The preface states -- and several authors published in Metropol reiterate -- that writers alone should be responsible for what they write, an assertion that defies the elaborate ideological and bureaucratic controls on all forms of creative endeavor here.

But the editors of Metropol have reportedly decided to offer their journal -- in Russian literary circles the characterization "almanac" signals irregular appearances -- to the Soviet Ministry of Culture's "publications department" and to official publishing houses.
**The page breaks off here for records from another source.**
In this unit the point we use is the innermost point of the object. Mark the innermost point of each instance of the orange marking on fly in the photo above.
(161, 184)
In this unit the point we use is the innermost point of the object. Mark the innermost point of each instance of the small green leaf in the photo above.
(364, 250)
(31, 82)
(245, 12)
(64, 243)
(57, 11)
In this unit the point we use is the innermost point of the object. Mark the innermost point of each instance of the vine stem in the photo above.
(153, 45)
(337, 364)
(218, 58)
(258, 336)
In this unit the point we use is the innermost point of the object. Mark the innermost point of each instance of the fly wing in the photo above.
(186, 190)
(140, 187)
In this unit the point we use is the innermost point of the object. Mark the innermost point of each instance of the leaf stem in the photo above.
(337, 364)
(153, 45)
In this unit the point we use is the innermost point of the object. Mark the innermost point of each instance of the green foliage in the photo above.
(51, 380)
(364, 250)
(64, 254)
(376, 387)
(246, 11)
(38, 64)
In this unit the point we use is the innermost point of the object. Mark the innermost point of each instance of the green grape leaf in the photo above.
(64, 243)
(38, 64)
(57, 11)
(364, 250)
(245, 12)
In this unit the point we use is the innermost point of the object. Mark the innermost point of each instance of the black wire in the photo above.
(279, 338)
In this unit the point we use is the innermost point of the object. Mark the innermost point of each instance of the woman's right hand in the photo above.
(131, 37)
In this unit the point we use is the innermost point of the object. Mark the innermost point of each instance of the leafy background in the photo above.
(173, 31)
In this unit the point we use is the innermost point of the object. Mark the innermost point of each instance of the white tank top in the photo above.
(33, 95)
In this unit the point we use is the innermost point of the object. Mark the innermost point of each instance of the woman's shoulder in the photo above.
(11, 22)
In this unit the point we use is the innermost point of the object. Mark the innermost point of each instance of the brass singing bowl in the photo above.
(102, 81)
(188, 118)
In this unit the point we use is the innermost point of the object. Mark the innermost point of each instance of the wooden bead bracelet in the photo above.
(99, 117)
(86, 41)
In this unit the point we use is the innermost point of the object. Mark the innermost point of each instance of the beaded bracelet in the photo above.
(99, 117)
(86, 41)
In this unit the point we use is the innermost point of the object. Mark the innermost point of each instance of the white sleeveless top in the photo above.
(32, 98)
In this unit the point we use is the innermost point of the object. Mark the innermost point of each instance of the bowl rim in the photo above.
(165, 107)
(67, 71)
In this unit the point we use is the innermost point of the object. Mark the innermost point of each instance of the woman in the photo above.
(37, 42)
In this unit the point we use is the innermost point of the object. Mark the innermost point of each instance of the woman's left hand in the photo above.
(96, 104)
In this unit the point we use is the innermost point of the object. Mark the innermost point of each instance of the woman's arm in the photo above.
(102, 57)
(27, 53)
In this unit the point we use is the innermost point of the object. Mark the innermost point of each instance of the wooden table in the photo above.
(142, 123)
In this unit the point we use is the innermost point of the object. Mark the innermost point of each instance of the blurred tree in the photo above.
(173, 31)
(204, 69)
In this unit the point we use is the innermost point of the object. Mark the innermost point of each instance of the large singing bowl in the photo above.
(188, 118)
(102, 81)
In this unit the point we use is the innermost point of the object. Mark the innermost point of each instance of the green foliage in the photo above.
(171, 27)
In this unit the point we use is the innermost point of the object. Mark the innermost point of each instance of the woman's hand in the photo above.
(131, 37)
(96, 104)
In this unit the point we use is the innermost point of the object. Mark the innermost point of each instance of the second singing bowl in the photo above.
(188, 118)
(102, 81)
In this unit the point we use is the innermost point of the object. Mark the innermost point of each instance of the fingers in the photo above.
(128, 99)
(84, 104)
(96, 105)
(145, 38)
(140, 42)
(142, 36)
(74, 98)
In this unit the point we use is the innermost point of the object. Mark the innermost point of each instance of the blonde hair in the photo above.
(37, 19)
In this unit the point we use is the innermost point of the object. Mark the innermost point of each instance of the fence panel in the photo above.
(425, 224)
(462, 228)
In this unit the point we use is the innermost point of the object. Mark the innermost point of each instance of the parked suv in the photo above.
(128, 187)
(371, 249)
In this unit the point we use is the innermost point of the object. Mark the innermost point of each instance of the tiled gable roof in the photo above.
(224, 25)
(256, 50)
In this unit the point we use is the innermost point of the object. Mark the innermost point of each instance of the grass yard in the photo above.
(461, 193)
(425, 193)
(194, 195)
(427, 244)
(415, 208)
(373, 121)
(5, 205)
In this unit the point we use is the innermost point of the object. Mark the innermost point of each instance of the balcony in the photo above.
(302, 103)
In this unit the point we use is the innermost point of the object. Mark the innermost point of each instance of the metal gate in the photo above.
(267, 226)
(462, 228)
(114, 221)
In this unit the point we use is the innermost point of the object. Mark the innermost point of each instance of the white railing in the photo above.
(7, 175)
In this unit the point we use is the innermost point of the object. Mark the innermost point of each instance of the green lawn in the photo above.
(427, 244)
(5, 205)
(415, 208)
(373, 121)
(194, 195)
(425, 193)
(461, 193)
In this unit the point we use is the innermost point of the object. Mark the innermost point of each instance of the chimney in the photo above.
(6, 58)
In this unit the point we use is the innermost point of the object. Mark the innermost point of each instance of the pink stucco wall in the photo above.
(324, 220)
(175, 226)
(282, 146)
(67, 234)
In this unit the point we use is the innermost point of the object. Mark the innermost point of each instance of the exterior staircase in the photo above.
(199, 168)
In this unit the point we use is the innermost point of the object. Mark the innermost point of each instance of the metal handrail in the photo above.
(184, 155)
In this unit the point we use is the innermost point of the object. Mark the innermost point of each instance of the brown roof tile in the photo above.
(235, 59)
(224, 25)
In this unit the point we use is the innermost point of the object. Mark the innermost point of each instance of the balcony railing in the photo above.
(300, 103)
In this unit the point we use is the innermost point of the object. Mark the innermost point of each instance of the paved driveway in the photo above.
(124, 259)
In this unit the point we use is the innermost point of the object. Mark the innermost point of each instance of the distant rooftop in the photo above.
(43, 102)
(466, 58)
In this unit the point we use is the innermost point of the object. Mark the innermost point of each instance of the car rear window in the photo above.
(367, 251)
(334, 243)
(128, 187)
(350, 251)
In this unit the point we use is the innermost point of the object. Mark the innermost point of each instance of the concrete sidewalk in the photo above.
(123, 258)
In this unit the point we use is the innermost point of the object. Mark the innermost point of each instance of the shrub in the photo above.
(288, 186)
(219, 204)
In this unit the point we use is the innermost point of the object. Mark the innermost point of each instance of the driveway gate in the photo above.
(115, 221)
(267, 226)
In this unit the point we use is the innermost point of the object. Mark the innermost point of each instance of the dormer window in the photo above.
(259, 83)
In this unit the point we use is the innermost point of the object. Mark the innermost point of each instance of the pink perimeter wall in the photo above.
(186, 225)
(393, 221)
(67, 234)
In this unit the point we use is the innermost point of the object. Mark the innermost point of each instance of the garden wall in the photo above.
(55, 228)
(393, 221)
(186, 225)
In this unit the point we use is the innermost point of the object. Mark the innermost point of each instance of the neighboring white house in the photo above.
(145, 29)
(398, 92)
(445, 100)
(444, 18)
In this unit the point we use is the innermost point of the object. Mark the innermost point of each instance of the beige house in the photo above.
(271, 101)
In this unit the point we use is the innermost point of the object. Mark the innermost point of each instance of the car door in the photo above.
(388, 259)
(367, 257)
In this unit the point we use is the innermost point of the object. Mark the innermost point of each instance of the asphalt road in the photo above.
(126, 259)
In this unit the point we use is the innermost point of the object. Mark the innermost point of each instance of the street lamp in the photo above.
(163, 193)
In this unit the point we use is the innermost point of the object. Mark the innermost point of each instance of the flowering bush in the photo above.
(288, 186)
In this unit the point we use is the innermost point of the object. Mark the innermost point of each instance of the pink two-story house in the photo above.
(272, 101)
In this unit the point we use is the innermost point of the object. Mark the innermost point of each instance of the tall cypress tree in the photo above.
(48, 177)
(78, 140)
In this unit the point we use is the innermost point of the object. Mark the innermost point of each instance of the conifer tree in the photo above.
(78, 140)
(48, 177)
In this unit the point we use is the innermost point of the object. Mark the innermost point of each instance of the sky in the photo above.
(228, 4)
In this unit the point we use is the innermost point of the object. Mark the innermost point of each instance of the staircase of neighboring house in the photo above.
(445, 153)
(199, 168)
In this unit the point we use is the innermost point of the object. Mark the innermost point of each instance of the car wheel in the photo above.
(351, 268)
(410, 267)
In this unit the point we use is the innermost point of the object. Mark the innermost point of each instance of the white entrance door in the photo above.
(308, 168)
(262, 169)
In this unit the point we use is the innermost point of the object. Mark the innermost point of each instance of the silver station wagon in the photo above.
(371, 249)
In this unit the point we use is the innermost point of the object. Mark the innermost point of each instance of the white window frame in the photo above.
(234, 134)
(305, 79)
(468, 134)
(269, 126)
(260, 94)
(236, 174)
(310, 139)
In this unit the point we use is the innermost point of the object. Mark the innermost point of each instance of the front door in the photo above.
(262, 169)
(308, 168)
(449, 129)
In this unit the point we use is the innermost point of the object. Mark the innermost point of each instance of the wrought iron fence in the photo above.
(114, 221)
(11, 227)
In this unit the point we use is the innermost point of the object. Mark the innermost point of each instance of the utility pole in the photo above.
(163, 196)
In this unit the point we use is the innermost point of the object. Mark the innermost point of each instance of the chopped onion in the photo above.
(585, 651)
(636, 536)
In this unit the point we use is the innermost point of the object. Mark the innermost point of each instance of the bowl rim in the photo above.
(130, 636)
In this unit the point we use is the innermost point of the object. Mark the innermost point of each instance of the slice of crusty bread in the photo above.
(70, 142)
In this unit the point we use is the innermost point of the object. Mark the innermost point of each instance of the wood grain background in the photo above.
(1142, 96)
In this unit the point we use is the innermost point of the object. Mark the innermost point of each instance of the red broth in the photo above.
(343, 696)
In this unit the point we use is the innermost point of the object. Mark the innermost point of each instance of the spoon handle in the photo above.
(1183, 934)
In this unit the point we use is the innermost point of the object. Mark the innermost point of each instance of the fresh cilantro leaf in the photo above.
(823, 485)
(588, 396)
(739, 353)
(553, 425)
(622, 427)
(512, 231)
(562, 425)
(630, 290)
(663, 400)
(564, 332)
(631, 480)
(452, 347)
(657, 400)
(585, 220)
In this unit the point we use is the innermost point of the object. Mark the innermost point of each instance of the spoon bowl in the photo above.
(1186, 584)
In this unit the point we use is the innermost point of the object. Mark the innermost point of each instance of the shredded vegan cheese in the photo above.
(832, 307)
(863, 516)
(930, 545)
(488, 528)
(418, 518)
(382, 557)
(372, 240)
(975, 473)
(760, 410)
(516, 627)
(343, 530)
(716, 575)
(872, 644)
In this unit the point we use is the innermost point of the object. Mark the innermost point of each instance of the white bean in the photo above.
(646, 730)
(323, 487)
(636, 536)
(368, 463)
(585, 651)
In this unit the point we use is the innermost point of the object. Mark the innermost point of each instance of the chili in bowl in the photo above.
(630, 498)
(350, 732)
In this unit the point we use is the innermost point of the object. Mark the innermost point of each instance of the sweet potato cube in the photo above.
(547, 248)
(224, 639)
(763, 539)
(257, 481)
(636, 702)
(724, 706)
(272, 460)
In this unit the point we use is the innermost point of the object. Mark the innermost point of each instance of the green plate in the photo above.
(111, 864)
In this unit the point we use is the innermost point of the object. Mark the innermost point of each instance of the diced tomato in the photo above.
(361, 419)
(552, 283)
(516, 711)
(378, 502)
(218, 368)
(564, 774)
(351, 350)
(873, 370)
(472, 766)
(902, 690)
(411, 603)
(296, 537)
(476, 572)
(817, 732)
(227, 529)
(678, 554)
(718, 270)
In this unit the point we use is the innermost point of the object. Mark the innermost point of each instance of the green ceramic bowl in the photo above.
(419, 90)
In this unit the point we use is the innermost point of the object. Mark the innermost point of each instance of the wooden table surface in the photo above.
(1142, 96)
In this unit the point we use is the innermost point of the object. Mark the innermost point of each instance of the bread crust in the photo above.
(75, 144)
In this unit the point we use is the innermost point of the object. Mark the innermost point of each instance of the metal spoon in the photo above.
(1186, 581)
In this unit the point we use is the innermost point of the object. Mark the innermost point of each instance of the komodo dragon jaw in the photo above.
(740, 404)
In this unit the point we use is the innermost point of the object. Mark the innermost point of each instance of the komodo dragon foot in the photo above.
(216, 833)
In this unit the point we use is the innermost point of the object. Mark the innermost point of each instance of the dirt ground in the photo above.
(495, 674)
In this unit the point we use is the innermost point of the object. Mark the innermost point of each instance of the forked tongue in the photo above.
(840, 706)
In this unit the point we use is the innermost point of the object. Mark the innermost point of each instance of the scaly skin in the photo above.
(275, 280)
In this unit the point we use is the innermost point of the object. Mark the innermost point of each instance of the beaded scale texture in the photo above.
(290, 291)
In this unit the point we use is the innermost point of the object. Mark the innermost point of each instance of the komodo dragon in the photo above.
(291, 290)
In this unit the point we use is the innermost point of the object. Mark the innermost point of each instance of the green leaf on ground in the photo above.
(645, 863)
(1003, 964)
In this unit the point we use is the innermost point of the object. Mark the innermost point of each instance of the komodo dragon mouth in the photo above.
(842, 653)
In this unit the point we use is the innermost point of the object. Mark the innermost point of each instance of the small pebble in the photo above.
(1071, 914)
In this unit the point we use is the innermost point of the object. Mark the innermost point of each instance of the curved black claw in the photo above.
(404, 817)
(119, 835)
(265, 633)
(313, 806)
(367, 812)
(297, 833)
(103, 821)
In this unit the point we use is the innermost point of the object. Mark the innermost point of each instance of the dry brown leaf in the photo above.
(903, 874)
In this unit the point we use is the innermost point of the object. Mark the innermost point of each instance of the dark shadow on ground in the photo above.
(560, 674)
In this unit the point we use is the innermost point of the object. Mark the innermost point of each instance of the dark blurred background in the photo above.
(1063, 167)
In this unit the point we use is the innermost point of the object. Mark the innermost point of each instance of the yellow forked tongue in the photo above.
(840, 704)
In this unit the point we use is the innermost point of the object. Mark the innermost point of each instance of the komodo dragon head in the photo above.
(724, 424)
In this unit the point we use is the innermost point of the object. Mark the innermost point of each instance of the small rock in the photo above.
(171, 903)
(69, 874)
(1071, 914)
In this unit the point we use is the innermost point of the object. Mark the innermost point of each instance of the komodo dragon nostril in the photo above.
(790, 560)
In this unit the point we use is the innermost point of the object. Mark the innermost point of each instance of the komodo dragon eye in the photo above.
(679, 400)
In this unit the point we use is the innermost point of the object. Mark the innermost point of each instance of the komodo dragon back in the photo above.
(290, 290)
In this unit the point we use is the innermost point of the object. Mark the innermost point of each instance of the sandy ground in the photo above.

As if to respond in advance to any suggestion that they might be bitter or angry, the editors state that their journal "is a healthy child and its authors are all in good moods." The birth of Metropol "is a holiday for everyone," they declare.

The "holiday" has been carefully prepared. Copies of Metropol are already in the hands of publishers in the United States and France and editions in Russian, French and English are planned in the near future.

The Russian edition will be published by Ardis, an independent publishing house in Ann Arbor, Mich., specializing in Russian language. books and works of Russian literature. Prof. Carl Proffer of the University of Michigan, who runs Ardis with his wife, Ellendea, said in an interview that a Russian edition will appear this spring in about 2,000 copies. He said this is a sizable number in the specialized field. Ardis, a small but highly regarded house, also will arrange for an English translation of Metropol.

Proffer declined to say how he acquired his copy of Metropol. He estimated the journal totals 250,000 words, which could mean a book of more than 500 pages.

In effect, Metropol's contributors decided not to put up with an old Soviet tradition of writing some things "for the drawer," knowing they would never appear in print.

There are unconfirmed reports that some writers who were approached about contributing to Metropol declined, perhaps fearful of repercussions. But a substantial number of well-known figures did contribute. Metropol also includes a passage by John Updike, from his newest book, "The Coup." Updike is one of a number of modern American writers, some of whose works are officially lauded here.

Among the Soviet writers of note are these:

Fasil Iskander, an inventive, humorous writer, many of whose works are set in the Trans-Caucasus. Although much of his writing has been subjected to censorship, Iskander has a wide following and an excellent reputation among Soviet intellectuals. Some of his works have been published in the West.

One of the two Iskander stories in Metropol is called "A Very Sexy Little Giant." Its hero, an undersized lover named Marat, recounts a series of amorous adventures, each ending, "She was so satisfied, so satisfied."

At one point Marat suffers from temporary impotence after being interrupted at a crucial moment with the mistress of Lavrenty Beria, Stalin's last police chief. Marat overcomes the fear engendered by that experience with therapy provided by a woman who trained boa constrictors.

Akhadulina, a much-admired poetess who contributed a dense and complex prose piece.She was once married to Yevgeni Yevtushenko, who with Voznesensky is the best-known of modern poets. Yevtushenko is not represented in Metropol, a fact that will bring knowing nods to detractors who feel he is too close to the authorities, but which could also be a function of Moscow's arcane literary politics.

Fridderich Gorenshtein, a screenwriter, who wrote two of the most interesting Soviet films of recent years, "Solaris" and "Love Slave." In Metropol, Gorenshtein writes a story about a 46-year old man who is slowly going insane, passing into a Dostoyevskian, metaphysical madness. The hero comes closer and closer to Christianity, but at the end is taken off to a mad house. According to Prof. Proffer, the story has strong echoes of 19th century Russian literature.

Aksyonov, famous to several generations of Soviet young people though he is still in his forties, is listed as the first of the five Metropol editors. His contribution is a play called "The Rour Humors," an experimental work that pokes fun at cliches of official Soviet culture.